There are 8 sequencing runs in this experiment so we're going to fire 1
instance of TopHat2 per run. Each instance of TopHat2 will write its output
to a folder under ~/E-MTAB-1147/tophat2_out
Have a look at the start-tophat2-on-all-runs.sh script and make any necessary
adjustements to it. Then run it with:

  cd ~/E-MTAB-1147
  $SCRIPTS_DIR/start-tophat2-on-all-runs.sh

The script will exit almost instantly after starting the tophat2 commands
in the background.

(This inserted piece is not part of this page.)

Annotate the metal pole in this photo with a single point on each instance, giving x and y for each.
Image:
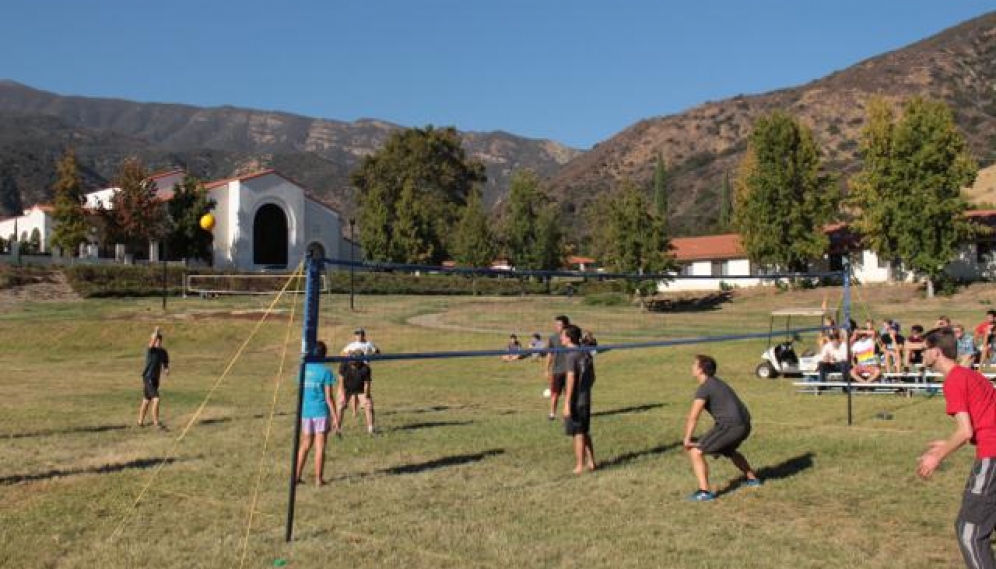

You can log out and come back any time to the server to
check how things are going e.g. with:

  cd ~/E-MTAB-1147
  tail tophat2-*.log

Or with:

  tail -f tophat2-ERR127306.log

to follow the output of 1 TopHat2 instance in real-time.

Depending on your hardware, it should take between 20h and 3 or 4 days for
the 8 TopHat2 instances to complete.

7. Extract the alignments located on chr14
------------------------------------------

We do this for the 8 BAM files produced in step 6:

  cd ~/E-MTAB-1147
  R --vanilla <$SCRIPTS_DIR/subset_bam_chr14.R

This will produce 16 files: 1 <run_name>_chr14.bam and 1
<run_name>_chr14.bam.bai file per sequencing run. Those are the files
located in the extdata/ folder of the RNAseqData.HNRNPC.bam.chr14 package.